When does my doctor need to be involved?
If your baby is in pain, then contact your doctor. Also call if the constipation is ongoing or getting worse. Vomiting or fever with constipation each warrant a call to your doctor.

The first time your baby has blood in the stool, you may find it difficult to tell whether it is from an anal fissure or from elsewhere in the intestines. Either way, call your doctor.

What tests need to be done, and what do the results mean?
For normal constipation that is readily resolved with dietary changes, prune juice, rectal thermometers, or over-the-counter medical treatments, no tests need to be done.

However, if the constipation is not easily treatable or if it worsens despite attempts to treat it, then the cause of the constipation must be sought. An X-ray can show how much stool remains in the intestines. It can also identify some structural abnormalities of the intestinal tract. In extreme cases, a colonoscopy or biopsy may need to be done. These are performed by gastroenterologists – doctors specializing in the intestinal tract. Both techniques can be used to look for a variety of causes of constipation.

Hirschsprung’s disease is the absence of nerves at the end of the colon that are necessary to help keep the bowels moving. This uncommon problem, which can cause severe constipation, can only be diagnosed through biopsy. Constipation resulting from Hirschsprung’s disease requires surgery.

What are the treatments?
The two main treatments for constipation are stool softeners and lubrication. Stool softeners are taken by mouth and are meant to pass through the stomach and into the intestines to soften the forming stool. The most readily available stool softeners are prune juice and pear juice. These fibrous fruit juices are sugary, and this sugar content helps the body draw water into the intestines as the stool is being formed. This works to alleviate constipation because the body likes to dilute sugary substances in the intestines. Therefore water will collect in the intestines along with the sugars, softening the stool. Breast- and bottle-fed babies alike can take one or two ounces of prune or pear juice every 12 hours until the stool softens. This is generally recommended only when the baby has reached at least two months of age; parents of younger babies should contact their doctor.

If juice doesn’t work, then lactulose may help. Lactulose is a nonabsorbable sugar that works much the same way that prunes and pears work. Other stool softeners include milk of magnesia, which can be given to a baby as half a teaspoon every 12 to 24 hours (in lieu of juice), and dioctyl sodium sulfosuccinate (docusate).
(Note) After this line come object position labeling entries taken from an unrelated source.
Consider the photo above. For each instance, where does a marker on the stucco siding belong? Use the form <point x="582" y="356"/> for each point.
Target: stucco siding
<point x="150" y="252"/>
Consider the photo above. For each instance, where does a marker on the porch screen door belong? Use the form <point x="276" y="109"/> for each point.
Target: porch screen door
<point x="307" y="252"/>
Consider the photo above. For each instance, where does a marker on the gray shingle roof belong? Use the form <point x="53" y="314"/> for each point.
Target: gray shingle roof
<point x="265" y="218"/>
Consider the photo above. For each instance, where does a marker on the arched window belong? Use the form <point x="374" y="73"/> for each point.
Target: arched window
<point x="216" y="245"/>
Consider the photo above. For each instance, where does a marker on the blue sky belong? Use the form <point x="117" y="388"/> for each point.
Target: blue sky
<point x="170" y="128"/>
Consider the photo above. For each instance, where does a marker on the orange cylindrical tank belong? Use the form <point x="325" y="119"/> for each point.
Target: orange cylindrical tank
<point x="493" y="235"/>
The other approach to constipation is lubrication. Lubrication works by greasing up the anus so that the stool can slide by more easily. Any colour-free, perfume-free lubricant – such as Vaseline or other petroleum jelly – may be used. A small amount is applied at the anus using a finger, not a Q-Tip or other narrow tool. This can be repeated every few hours or with each diaper change until a stool is passed with ease. This technique helps to prevent (or minimize) anal fissures.

Sometimes lubrication must be combined with an approach that will help move the stool out of the rectum quickly. This is especially true when a baby is crying with discomfort. The most effective way to do this is to use a suppository or enema. Glycerin suppositories (sized for babies) are gently inserted into the anus. The physical presence of the suppository stimulates the bowels to contract, often pushing stool out.
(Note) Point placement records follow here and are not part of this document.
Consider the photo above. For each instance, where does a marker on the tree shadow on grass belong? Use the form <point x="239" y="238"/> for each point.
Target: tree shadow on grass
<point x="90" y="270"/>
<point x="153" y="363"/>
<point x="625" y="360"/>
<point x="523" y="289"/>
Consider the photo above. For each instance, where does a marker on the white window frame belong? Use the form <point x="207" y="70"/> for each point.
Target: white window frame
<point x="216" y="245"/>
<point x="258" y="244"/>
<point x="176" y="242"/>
Suppositories lubricate the anus because they melt inside it, providing a pool of glycerin to coat the stool. The alternative to a suppository is an enema, which is a liquid inserted directly into the anus. Infant enemas can be made with a variety of substances, including premelted glycerin. They stimulate the bowels to move by the same principle as the suppository but often coat the stool better, helping to move things along even more. The glycerin enema sold in markets and pharmacies is called Babylax.
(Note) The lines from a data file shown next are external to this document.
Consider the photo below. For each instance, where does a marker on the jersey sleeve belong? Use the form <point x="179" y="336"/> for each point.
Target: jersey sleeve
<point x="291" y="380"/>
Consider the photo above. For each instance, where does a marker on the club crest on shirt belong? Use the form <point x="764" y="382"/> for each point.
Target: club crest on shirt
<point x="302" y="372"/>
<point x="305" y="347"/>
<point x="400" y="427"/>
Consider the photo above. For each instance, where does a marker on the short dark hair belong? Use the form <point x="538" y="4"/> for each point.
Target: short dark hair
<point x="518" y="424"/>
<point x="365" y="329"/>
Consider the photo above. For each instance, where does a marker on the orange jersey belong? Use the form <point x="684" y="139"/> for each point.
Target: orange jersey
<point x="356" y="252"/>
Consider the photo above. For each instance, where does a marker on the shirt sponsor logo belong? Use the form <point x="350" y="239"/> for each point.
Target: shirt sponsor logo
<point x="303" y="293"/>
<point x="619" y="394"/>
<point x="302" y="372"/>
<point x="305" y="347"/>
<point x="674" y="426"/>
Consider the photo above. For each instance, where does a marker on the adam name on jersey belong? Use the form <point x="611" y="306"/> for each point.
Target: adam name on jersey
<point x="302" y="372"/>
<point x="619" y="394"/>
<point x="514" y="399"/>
Remember, stimulation of the anus in order to help move the bowels should not be done regularly without speaking with your doctor. You do not want your baby to become dependent on this as a means of moving the bowels.

What are the possible complications?
The most common complication of constipation is more constipation. Once a baby has passed a painful stool, she does not want to repeat the uncomfortable experience. Therefore – especially among older babies (and young children) – constipation begets constipation because they will hold their stool in. Among infants, this is more readily solvable, because once a baby returns to normal, soft, painless stools, she is likely to resume regular pooping.